2) De gemeente wordt beschouwd als volk van God, heilige natie en een ‘koninkrijk van priesters’. De titel ‘ambt’ komt in het Nieuwe Testament niet voor, maar de leden van het lichaam van Christus handelen naar elkaar in Christus’ naam. Dat geeft gezag. De apostel roept dan ook op: ‘Aanvaard elkaars gezag’ (Ef. 5:21). Er is niet een aparte kaste van gezagsdragers. Ieder draagt gezag en ieder ontvangt het gezag van de ander. Terecht stellen Constandse en Doedens dat het hart van de kerk klopt bij het ‘algemene ambt van de gelovigen’. Terecht stellen zij ook dat er teveel drang is een bijzondere missie ten opzichte van de kerk te hebben. In een maakbare wereld dreigt ook de kerk een project te worden waarbij projectmanagers elkaar verdringen, maar wee de kerk die in hun handen valt. De kerk is helemaal geen project maar gave van Christus waar niets ‘moet’ omdat we niet onder de wet zijn maar onder het evangelie, we leven vanuit de gave van Christus en de Geest.

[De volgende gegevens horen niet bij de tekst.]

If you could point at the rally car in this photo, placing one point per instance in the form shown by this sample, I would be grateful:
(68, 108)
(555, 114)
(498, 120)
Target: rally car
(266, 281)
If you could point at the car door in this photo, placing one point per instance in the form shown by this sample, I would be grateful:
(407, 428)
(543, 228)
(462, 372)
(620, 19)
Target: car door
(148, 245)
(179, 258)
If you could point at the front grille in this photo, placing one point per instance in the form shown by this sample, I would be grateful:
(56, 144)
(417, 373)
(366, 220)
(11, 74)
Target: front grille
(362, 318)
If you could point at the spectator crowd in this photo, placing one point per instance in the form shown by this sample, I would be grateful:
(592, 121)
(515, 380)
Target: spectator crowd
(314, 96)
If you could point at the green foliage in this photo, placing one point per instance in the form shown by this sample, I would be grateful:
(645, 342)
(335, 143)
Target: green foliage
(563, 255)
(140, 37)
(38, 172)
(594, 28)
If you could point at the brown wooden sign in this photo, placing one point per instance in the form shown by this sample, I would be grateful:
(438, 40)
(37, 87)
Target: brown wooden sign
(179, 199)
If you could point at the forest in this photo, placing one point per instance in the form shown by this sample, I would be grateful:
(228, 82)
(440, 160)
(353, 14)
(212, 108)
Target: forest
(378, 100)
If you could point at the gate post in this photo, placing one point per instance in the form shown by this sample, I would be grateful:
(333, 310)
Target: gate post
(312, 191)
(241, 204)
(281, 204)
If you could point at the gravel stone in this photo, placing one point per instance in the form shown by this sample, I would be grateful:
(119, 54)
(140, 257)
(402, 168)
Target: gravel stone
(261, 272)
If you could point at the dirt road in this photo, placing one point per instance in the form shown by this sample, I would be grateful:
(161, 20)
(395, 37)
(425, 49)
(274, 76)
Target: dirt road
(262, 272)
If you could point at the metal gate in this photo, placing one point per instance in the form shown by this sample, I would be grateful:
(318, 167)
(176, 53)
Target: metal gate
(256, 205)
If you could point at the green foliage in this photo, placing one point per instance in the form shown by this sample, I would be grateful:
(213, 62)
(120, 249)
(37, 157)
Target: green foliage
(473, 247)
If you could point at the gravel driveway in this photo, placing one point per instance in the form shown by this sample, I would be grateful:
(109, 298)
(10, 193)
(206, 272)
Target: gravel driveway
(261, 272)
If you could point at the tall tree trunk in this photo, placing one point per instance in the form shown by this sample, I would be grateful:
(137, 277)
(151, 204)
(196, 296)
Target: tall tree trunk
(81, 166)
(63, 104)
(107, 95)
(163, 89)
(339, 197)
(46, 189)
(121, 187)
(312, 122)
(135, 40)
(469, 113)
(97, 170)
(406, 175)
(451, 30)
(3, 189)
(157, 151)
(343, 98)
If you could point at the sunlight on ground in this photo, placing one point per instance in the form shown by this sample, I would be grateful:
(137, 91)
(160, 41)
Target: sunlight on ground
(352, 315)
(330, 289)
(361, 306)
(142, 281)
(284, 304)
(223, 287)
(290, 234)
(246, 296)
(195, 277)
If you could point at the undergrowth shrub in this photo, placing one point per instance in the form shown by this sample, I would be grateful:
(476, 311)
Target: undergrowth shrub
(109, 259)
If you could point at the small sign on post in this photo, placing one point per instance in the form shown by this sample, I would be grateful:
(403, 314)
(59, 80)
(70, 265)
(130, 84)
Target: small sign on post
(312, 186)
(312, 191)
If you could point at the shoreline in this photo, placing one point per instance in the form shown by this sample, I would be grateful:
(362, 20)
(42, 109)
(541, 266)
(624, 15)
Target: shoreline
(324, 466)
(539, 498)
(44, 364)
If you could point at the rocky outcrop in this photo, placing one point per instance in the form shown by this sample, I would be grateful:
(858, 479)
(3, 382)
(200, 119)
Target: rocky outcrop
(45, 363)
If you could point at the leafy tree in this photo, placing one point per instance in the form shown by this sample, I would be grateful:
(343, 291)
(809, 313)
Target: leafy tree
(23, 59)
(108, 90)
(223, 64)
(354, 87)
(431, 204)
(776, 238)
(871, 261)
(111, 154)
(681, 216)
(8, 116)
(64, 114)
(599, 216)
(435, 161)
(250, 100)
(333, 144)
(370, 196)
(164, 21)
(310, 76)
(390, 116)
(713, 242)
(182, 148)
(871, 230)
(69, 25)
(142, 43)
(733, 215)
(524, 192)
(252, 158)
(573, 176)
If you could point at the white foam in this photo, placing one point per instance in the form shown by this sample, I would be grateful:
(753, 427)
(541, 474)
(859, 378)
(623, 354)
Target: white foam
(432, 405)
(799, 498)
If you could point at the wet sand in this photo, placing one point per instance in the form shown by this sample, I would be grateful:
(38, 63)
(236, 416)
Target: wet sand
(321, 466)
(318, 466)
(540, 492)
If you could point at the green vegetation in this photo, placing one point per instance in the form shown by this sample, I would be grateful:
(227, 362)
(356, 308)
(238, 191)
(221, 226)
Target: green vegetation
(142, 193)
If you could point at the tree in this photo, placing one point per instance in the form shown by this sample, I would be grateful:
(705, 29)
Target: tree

3) Constandse en Doedens draven echter door wanneer ze zeggen dat Christus (‘Hij’) een ‘wij’ is geworden. Of wanneer ze stellen dat Christus drager van een algemeen ambt is en zo wordt geabsorbeerd in al die dragers van het algemene ambt. Christus identificeert zich helemaal met een gevallen mensheid in de incarnatie en toch is hij de Zoon van God en gaat niet op in de mensheid. Christus identificeert zich geheel met zijn lichaam, de gemeente en toch is hij ook de verhoogde Heer en gaat hij niet op in de gemeente. Waar deze noties van Zoon van God en verhoogde Heer niet een eigen accent houden, dreigt er zoiets als een glijbaan te ontstaan, waarbij Christus min of meer geestelijk de gemeente in glijdt en ‘gemeente en Christus’ doorglijden in een algemeen ambt van de mens. Ik vrees dat we dan snel verder doorglijden tot algemene beginselen, waarden en normen. Daar heb je geen kerk voor nodig.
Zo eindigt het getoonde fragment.